Site hosted by Angelfire.com: Build your free website today!

B W goes C&W

“I wanted to cut a country and western album and UA was sayin,’ ‘Man, you been around Sly too long, you flipped out,’” Womack says. “I said, ‘No, it’s not that man, I just don’t want you tryin’ to keep me in one vein. I wanted to cut a jazz album playin’ nothin’ but my guitar. You didn’t want me to do that. Kept tellin’ me cut another song like ‘Woman’s Gotta Have It.’ I started givin’ ‘em the songs that way, but I never was really happy. So I just broke loose and said, ‘I’m cuttin’ this country and western album, that’s my next release.’”

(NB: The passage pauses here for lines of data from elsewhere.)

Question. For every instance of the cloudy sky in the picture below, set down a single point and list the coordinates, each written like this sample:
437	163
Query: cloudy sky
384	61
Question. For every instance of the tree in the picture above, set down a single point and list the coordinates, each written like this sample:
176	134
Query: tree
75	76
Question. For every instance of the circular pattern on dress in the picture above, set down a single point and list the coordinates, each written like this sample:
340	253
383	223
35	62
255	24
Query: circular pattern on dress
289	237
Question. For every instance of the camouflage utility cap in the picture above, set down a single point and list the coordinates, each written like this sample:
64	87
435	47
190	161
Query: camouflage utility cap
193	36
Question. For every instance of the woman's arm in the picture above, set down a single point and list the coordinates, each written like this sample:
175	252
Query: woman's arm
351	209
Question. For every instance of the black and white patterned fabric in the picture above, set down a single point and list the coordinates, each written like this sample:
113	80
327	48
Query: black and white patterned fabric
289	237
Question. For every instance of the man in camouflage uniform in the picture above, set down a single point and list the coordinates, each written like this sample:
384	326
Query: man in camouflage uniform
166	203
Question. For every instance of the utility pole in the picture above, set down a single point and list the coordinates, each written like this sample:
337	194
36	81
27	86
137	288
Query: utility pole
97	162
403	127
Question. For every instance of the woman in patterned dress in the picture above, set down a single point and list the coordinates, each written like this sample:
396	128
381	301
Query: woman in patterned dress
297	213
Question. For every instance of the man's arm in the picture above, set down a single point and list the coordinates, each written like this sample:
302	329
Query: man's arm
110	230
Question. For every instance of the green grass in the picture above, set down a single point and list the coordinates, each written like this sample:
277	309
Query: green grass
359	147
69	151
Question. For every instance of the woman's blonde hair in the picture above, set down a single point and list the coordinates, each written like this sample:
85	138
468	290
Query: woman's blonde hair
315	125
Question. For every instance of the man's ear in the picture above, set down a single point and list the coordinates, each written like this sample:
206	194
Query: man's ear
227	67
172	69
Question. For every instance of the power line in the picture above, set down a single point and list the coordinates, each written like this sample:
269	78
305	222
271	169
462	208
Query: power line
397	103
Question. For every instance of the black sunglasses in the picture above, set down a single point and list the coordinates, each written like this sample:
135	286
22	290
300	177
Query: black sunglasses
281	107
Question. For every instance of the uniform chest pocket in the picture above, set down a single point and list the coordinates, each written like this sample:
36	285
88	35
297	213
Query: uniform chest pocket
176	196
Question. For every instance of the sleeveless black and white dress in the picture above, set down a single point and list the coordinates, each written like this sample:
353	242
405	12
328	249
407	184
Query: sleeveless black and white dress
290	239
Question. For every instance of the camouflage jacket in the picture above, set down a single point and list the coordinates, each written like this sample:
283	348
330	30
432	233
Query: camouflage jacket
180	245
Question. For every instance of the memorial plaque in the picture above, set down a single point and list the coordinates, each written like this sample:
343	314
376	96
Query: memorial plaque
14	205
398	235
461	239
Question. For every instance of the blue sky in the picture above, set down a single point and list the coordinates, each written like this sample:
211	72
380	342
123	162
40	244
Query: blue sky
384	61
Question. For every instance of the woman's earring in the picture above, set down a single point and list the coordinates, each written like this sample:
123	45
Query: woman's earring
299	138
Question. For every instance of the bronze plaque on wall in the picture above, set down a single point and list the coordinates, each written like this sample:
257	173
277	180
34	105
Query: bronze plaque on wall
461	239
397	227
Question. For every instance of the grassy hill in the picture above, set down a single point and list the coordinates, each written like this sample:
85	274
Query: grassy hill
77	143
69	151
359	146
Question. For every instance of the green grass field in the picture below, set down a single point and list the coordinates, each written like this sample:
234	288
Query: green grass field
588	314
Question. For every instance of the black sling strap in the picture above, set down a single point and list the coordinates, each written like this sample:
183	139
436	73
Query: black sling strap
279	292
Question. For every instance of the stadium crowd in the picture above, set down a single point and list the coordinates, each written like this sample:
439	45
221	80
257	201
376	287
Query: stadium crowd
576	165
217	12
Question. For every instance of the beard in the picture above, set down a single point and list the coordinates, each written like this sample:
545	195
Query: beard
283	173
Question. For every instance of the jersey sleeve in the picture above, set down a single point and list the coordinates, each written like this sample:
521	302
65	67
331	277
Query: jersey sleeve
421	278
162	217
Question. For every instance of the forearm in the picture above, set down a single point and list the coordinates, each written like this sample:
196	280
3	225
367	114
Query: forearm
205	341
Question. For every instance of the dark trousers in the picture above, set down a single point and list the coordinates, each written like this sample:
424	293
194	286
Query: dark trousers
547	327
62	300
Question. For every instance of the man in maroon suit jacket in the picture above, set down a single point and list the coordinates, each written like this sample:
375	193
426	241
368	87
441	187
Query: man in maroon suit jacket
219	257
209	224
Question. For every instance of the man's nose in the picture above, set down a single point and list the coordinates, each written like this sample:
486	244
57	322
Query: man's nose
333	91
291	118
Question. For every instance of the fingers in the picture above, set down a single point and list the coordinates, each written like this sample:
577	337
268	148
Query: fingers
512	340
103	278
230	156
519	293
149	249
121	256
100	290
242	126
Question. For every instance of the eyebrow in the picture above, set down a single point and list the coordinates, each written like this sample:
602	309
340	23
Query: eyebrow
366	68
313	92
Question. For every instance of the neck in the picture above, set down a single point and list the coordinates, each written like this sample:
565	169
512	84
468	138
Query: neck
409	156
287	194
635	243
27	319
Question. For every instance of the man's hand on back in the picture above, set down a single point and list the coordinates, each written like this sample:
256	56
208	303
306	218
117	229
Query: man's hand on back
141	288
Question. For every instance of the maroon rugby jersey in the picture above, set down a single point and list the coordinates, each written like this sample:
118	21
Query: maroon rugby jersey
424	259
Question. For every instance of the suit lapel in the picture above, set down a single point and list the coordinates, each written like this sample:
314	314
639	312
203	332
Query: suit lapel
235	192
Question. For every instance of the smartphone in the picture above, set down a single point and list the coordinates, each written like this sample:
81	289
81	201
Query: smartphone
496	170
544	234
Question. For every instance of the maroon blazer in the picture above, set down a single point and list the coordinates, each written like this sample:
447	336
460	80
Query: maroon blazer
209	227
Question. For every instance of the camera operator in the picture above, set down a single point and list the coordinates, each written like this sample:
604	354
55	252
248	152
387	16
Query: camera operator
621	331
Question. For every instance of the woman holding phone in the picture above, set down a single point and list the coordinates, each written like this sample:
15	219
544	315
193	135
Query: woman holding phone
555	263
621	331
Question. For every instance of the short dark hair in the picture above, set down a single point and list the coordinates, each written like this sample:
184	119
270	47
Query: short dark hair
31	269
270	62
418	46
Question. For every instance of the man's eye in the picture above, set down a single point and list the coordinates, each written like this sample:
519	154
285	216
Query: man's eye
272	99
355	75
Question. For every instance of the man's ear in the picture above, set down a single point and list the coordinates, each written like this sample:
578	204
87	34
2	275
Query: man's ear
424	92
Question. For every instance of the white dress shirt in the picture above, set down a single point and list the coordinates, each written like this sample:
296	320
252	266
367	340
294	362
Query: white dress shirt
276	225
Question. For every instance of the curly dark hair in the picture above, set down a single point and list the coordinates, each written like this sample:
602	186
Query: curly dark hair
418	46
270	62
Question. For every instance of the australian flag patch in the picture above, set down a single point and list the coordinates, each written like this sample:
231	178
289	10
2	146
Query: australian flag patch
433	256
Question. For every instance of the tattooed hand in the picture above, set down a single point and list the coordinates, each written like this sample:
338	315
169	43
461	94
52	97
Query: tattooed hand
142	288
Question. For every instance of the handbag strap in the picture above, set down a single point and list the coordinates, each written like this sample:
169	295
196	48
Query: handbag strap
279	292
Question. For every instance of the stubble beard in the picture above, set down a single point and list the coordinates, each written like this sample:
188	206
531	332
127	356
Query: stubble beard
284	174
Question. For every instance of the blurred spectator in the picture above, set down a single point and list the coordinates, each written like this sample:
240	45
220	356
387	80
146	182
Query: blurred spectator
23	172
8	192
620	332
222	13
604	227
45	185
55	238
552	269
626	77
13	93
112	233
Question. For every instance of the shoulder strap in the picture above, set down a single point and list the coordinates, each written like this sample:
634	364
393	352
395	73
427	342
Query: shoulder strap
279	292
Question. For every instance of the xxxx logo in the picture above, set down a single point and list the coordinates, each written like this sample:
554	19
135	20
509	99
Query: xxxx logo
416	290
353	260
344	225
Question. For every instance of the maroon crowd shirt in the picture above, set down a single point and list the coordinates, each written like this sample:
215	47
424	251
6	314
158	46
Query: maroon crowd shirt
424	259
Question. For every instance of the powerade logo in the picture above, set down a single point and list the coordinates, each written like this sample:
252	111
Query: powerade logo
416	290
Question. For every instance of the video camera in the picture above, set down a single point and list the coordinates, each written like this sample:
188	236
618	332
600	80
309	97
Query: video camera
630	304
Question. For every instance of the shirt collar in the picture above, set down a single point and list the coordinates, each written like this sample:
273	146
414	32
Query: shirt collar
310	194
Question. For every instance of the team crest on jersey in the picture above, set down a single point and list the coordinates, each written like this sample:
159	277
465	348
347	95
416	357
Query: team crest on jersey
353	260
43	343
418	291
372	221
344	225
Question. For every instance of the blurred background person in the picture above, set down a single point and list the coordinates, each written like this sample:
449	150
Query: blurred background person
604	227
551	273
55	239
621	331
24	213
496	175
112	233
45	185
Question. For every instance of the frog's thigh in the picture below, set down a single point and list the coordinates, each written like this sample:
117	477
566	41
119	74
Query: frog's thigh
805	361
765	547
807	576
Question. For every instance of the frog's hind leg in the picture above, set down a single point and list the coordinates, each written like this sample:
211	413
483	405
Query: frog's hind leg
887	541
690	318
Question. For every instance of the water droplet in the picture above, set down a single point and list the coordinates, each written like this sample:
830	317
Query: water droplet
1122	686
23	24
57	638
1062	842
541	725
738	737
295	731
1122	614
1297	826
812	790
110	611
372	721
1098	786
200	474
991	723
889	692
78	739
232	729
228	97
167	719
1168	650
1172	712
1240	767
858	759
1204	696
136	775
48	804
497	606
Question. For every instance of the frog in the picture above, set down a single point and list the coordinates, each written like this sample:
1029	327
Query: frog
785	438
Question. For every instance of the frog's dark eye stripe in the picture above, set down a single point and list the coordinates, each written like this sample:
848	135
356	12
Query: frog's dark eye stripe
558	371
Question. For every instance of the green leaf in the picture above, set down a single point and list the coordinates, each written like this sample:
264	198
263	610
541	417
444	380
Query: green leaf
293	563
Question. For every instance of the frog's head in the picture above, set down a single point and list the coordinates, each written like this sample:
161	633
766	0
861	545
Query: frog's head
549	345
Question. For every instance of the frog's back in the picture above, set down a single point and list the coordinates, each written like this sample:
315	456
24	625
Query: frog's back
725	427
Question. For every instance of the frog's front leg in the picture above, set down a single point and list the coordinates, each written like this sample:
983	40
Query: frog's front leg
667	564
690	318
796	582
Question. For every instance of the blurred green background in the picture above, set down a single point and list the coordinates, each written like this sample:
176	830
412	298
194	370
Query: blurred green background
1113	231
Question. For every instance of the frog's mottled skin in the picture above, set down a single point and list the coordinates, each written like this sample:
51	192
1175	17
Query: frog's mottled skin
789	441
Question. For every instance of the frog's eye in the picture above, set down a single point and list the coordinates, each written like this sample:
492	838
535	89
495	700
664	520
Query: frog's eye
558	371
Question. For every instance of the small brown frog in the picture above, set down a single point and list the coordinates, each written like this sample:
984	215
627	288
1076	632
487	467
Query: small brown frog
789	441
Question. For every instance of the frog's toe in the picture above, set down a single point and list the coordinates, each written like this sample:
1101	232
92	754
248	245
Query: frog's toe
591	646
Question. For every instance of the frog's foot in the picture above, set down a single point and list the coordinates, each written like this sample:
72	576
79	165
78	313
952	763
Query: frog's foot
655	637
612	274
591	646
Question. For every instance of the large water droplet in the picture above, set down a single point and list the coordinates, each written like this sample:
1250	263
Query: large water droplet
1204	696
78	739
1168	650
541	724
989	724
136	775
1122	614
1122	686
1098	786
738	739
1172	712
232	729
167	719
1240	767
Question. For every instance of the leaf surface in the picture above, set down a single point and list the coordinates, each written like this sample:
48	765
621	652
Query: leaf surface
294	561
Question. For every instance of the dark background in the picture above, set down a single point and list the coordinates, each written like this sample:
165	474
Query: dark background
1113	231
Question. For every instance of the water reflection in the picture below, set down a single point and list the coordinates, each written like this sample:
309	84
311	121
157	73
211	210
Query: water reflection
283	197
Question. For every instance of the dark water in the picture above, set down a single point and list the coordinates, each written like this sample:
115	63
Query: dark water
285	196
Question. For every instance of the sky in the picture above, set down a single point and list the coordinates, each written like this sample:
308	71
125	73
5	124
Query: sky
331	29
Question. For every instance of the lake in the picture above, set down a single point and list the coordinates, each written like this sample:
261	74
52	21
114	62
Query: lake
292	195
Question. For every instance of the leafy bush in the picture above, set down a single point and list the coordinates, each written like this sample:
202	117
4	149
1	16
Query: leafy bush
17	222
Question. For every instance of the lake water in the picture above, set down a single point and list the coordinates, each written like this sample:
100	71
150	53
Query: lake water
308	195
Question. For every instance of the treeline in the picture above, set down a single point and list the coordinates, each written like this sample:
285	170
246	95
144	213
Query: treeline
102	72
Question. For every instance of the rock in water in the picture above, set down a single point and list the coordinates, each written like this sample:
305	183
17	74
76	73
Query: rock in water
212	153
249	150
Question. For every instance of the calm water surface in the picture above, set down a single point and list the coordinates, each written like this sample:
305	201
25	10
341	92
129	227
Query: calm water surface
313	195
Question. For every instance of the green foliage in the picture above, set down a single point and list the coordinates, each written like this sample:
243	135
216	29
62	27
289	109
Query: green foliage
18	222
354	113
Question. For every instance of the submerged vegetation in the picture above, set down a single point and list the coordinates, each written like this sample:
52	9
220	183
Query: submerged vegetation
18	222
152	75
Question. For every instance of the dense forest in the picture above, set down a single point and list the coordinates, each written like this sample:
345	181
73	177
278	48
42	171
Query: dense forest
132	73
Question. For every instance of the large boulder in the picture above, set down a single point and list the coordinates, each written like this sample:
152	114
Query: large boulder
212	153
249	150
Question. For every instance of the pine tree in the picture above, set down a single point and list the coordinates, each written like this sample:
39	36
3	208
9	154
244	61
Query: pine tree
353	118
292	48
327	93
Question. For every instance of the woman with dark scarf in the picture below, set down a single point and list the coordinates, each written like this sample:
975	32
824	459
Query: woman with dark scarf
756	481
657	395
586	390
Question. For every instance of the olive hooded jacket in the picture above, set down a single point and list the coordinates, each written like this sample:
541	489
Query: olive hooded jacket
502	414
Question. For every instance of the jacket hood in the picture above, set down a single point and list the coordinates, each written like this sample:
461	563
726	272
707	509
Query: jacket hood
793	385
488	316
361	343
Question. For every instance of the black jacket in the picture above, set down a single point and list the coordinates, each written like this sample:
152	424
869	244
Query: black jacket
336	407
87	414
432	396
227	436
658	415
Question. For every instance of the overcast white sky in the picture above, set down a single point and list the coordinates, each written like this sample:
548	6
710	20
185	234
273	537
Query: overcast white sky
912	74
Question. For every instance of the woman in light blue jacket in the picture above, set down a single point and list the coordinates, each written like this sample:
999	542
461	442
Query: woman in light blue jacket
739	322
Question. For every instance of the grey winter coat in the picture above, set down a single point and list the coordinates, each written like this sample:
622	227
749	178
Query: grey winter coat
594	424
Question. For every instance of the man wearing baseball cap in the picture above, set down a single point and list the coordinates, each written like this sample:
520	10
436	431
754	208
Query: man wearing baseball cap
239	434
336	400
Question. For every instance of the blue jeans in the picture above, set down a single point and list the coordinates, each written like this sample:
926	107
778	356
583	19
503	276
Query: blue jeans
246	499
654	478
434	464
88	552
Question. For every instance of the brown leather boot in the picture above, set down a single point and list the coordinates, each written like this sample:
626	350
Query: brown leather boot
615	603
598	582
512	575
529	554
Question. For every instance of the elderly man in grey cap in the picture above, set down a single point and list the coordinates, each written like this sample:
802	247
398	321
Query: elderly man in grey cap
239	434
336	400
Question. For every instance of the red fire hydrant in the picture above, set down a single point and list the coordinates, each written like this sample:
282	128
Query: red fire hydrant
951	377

UA’s response was predictably tepid. “They said, ‘You’re fuckin’ crazy, we’ll never get it played. Country and western’s not even happenin’. ‘Womack continues. “I said, ‘Man, country and western music’s gonna be the biggest music and ya know why? It’s so true. It ain’t no sugar coatin’ it. The lyrics are there, the music’s simplicity. Country and western’s gonna take over.’ So they said, ‘What are you gonna call the album?’” Womack pauses and laughs. “I wanted to call the album Step Aside Charley Pride, Give Another Nigger A Try. The drugs were taking over.”

Womack continues, “They Said, ‘What? Aw fuck no, you’ll never come out with that.’ They kept tellin’ me that and I kept sayin’, ‘There’s room for another one.’ I rented these horses, went out to the stables and said I was goin’ through with it. So they called Columbia and said, ‘Hey, you want this guy?’” So they sold thecontract to Columbia. But when I got to Columbia, they did not know me. And the business was changin’ then. I cut some stuff for them, but they thought I was just a guy who’d flipped out. They wouldn’t take me serious on anything I did.”